As I see it, that event break setting isn't remotely close. It should be something like
([\r\n]+)\{"RayID"
assuming each event starts with {"RayID
Keep in mind I am new to Splunk, but I definitely see what you are saying. Crazy that the sourcetype from Cloudflare is so wrong (i.e. this is what comes with the "Cloudflare App.") Having said that, it would appear to me that the basic "([\r\n]+)" should suffice, since as far as I can tell from the output, there is a "new line" at the end of each event.
Although, I tried that, and your suggestion, and it didn't seem to work. Is there anything else I need to do after changing that regular expression in the sourcetype to have it go into effect? Or, does it take some time before the change is reflected in the index? And yes, I am looking at data that was imported after I made the change.
I want to add comment about Cloudflare App. LineBreaker setting in the app was designed by assuming json logs will start with either Timestamp or CacheCacheStatus. But since Cloudflare log settings can be customized these assumptions does not work always. That is why be careful when you update your Cloudflare log settings on AWS. Also if it works please keep the LineBreaker as @richgalloway suggested, "new line" may not be enough.
@scelikokI asked the product manager (I work for Cloudflare) and he confirmed that there will always be a new line character between log entries, and that the order of the fields is never guaranteed, so there is no reason to try and match on the field after the new line character.
@kcantrel, thank you for the information. 👍
Once you change the settings in a sourcetype it takes time for them to propagate to the rest of the instances.
The settings only affect new data. Events already indexed will not change.
Thanks for the info. Can you quantify "takes time"? It's been over an hour since I made a change that should have fixed the problem, but I'm not seeing it. And, yes, I am looking at new data coming in. Thanks!
"Takes time" is intentionally vague since Splunk Cloud doesn't say how long it will take. I would say an hour is long enough, though.
Okay, so there must be something else that is causing my existing HEC to not use the updated sourcetype. I created a new HEC and started using it, and got the desired results. I'm going to stick with the basic "each event is on a separate line" logic, since as far as I have seen that has been the case, and trying to decide what should be after the "{" is non-deterministic.
My final question, how can I delete an index? I created a new user and give it all the roles, including "can_delete," but when I go to the index page, the "delete" link is greyed out.
You can delete an index in Splunk Cloud from the Settings->Indexes screen. Anyone with the sc_admin role should be able to do it.

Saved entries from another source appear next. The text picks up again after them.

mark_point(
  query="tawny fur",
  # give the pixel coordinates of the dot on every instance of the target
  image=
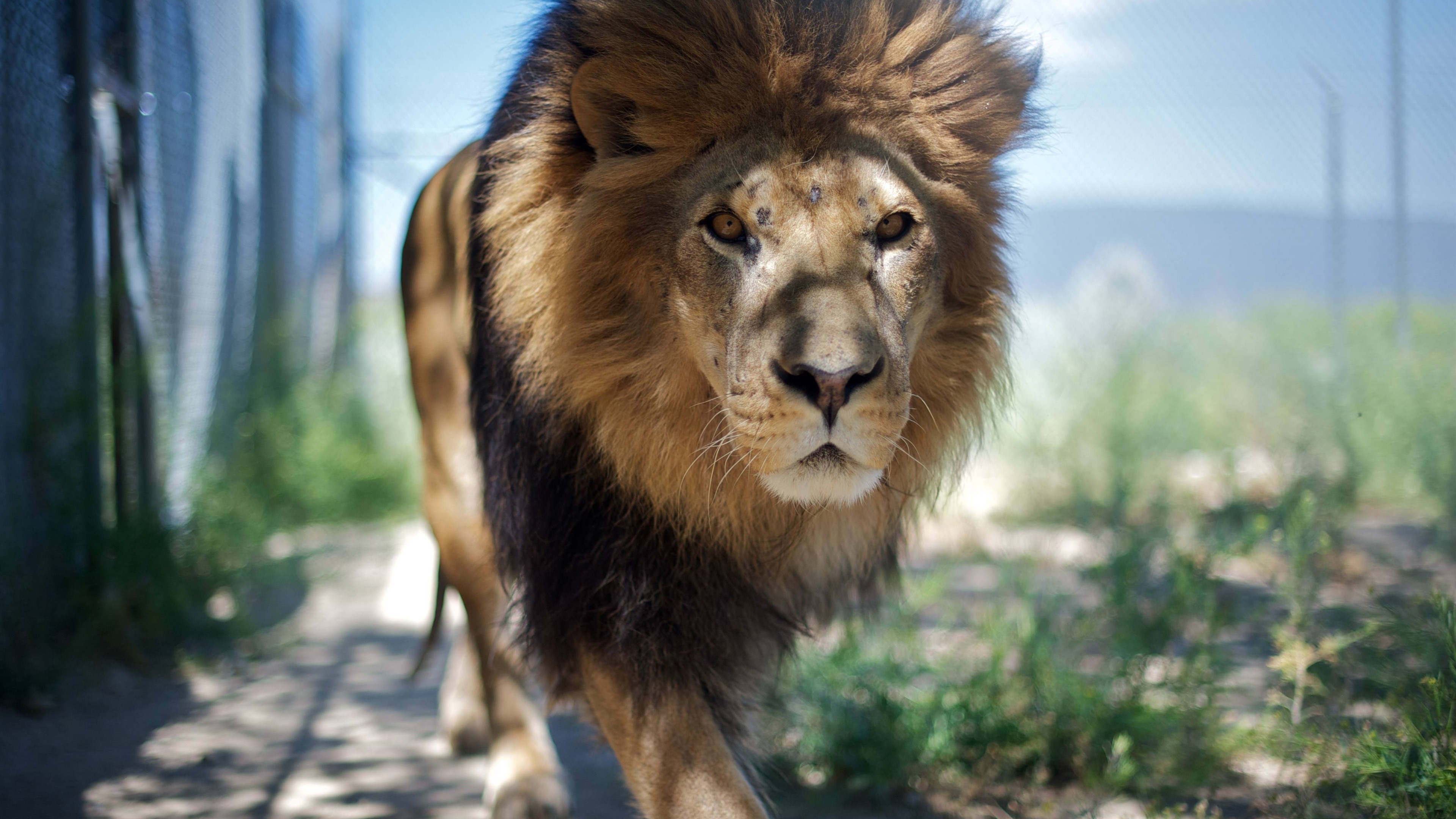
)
(579, 293)
(574, 276)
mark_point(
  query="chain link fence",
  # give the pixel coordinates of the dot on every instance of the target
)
(175, 209)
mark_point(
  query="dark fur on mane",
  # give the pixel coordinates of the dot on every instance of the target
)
(595, 568)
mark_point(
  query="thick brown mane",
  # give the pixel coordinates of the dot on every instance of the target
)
(736, 307)
(576, 248)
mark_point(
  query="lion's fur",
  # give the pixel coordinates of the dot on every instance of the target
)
(590, 417)
(579, 290)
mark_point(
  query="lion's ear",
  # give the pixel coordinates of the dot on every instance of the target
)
(602, 114)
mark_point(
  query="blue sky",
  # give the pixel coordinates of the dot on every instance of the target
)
(1151, 102)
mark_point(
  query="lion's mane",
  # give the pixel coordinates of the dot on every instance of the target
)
(587, 413)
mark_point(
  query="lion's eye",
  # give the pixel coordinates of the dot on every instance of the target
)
(726, 226)
(893, 226)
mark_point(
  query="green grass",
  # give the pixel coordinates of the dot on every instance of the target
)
(140, 588)
(1126, 694)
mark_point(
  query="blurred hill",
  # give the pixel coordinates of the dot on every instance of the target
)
(1229, 259)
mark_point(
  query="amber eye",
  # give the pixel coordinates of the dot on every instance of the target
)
(726, 226)
(893, 226)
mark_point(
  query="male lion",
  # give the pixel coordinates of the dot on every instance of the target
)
(711, 308)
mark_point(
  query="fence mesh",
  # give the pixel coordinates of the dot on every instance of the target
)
(216, 155)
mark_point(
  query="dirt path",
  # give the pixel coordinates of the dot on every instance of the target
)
(327, 731)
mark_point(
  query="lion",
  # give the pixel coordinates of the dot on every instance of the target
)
(715, 305)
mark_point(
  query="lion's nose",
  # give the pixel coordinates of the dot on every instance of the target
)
(828, 391)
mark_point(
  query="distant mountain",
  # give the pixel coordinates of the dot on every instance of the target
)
(1229, 259)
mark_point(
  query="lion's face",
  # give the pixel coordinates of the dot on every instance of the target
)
(803, 289)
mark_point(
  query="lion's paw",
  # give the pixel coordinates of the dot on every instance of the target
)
(532, 798)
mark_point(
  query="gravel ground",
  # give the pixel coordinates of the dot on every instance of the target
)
(327, 729)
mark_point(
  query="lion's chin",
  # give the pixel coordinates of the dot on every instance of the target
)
(826, 475)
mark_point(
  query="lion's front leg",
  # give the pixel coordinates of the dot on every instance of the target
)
(672, 753)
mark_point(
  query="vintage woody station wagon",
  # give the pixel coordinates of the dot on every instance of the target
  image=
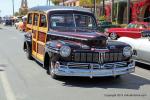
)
(65, 40)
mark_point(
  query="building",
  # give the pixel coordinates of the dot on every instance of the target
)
(23, 8)
(139, 10)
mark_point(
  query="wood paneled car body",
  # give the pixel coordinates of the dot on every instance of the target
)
(66, 42)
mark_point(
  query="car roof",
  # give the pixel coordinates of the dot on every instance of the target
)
(53, 8)
(144, 23)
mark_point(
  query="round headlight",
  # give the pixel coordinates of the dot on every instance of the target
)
(65, 51)
(127, 51)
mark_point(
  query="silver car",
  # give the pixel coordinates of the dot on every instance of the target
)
(141, 47)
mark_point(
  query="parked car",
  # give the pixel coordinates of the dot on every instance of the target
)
(133, 30)
(104, 25)
(16, 24)
(141, 47)
(8, 22)
(22, 24)
(66, 42)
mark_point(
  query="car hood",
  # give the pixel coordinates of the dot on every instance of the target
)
(116, 29)
(92, 39)
(79, 35)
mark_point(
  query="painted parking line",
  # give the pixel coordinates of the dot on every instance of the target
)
(6, 86)
(140, 76)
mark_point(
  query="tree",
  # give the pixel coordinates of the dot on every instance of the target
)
(56, 2)
(89, 3)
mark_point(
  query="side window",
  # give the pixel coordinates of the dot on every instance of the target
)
(35, 20)
(30, 19)
(43, 22)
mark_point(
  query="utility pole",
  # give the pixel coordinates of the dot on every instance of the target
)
(13, 7)
(103, 7)
(128, 11)
(48, 2)
(112, 10)
(95, 7)
(63, 3)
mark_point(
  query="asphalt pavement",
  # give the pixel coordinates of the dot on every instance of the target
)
(23, 79)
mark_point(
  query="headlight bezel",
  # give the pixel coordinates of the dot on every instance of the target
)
(127, 51)
(65, 51)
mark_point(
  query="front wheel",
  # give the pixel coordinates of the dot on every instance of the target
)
(51, 69)
(113, 36)
(28, 52)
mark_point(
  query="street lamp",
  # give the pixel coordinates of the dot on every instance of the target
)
(128, 11)
(103, 7)
(13, 6)
(95, 7)
(112, 10)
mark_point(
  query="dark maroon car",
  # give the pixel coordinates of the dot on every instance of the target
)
(72, 45)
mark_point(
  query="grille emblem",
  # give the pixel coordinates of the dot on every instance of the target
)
(101, 57)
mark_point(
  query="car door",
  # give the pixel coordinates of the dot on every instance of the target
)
(41, 37)
(143, 51)
(34, 34)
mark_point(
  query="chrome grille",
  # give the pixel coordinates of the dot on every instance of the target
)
(98, 57)
(96, 66)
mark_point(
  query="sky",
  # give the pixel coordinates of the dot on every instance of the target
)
(6, 6)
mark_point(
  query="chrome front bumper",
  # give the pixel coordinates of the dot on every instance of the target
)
(94, 70)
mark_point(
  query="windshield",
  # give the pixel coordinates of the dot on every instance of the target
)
(72, 21)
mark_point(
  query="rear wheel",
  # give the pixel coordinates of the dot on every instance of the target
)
(113, 36)
(28, 52)
(51, 68)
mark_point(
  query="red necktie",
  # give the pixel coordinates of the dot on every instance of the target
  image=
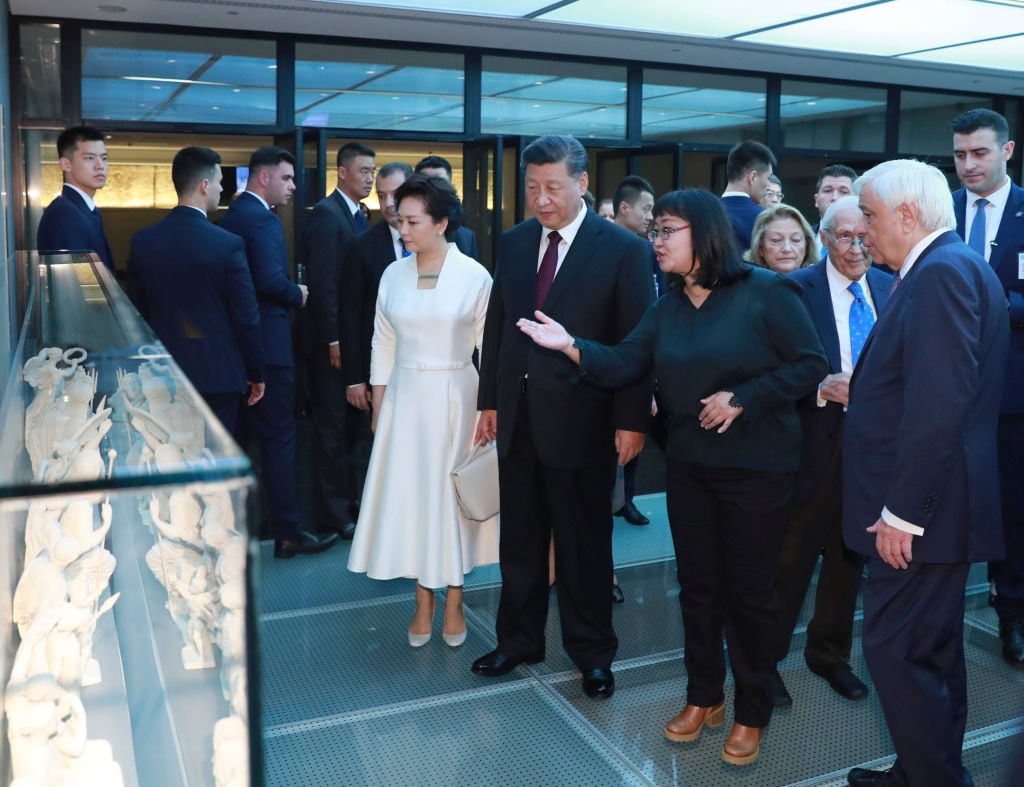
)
(546, 274)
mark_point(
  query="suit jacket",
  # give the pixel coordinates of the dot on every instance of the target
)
(369, 254)
(68, 224)
(822, 427)
(267, 255)
(742, 212)
(190, 281)
(328, 231)
(1006, 261)
(921, 430)
(600, 292)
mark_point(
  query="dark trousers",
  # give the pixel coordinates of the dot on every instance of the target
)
(816, 527)
(1009, 572)
(336, 483)
(913, 643)
(271, 421)
(727, 525)
(571, 506)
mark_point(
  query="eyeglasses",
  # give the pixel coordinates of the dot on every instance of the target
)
(846, 239)
(665, 232)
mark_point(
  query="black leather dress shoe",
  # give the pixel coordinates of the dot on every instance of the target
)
(598, 684)
(496, 663)
(779, 695)
(304, 543)
(843, 681)
(1012, 634)
(861, 777)
(632, 514)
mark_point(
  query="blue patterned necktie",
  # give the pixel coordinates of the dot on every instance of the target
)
(977, 237)
(861, 321)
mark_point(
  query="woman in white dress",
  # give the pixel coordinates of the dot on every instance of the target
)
(430, 311)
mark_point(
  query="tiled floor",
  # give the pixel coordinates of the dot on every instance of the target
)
(347, 702)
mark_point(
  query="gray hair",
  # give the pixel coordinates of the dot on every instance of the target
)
(844, 204)
(906, 181)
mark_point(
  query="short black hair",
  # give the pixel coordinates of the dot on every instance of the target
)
(555, 148)
(190, 166)
(350, 150)
(973, 120)
(712, 236)
(749, 156)
(269, 156)
(392, 167)
(70, 138)
(836, 171)
(434, 163)
(629, 191)
(438, 197)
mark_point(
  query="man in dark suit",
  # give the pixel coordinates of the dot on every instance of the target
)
(189, 280)
(844, 295)
(990, 217)
(920, 470)
(72, 221)
(329, 229)
(271, 182)
(557, 437)
(465, 238)
(369, 254)
(748, 168)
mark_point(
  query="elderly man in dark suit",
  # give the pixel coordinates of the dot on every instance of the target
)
(844, 295)
(990, 217)
(190, 281)
(557, 439)
(72, 220)
(329, 229)
(369, 254)
(920, 471)
(271, 182)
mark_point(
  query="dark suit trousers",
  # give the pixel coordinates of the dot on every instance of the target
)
(335, 482)
(913, 643)
(1009, 572)
(271, 420)
(727, 526)
(571, 506)
(816, 527)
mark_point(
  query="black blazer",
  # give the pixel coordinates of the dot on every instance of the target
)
(190, 281)
(600, 292)
(68, 224)
(328, 231)
(822, 427)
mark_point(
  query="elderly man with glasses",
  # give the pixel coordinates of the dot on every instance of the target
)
(844, 295)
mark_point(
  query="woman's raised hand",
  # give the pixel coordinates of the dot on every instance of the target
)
(546, 332)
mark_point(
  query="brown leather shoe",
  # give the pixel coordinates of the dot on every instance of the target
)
(686, 727)
(742, 745)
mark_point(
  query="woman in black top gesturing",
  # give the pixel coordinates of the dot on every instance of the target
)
(732, 349)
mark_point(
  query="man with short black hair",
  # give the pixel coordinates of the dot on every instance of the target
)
(329, 229)
(72, 221)
(989, 212)
(748, 169)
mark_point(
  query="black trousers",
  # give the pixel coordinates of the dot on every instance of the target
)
(540, 503)
(816, 528)
(727, 526)
(913, 643)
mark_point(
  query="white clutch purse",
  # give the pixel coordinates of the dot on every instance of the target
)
(476, 484)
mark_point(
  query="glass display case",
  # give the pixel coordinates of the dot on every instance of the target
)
(126, 568)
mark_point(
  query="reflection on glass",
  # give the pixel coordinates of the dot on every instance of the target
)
(521, 96)
(817, 115)
(177, 79)
(356, 87)
(701, 107)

The can_delete role/privilege controls use of the delete command in SPL. The command will hide events, but doesn't delete anything.
I've logged in as sc_admin, which of course has the sc_admin role, but when I go to the Setting->index screen, this is what I see:
Some indexes cannot be deleted. That includes the standard indexes (main, _*, etc.) and those provided by Splunk Cloud. They can be identified by the "app" column - "system" are the built-ins and "100*" are those provided by SC.
The others should be deleteable unless they were configured by the default/indexes.conf file in an app.
Yes, I understand all that, but if you look at the screenshot I am showing that ALL the indexes I have are greyed out. That includes the sytem ones, and the ones that I created (e.g. cloudflare_raw).
bro, can you share your setup with me? I'm going through the same problem. in the indexed extractions did you put JSON? and in line_break put ([\r\n]+)\{"ClientIP" ? mine indexes several clients in the same package and I can't search if it's not the first.
This thread is more than 2 years old with an accepted solution. For better chances at getting an answer, please post a new question.
If you created it using the UI then you should be able to delete it using the UI. Consider opening a support case.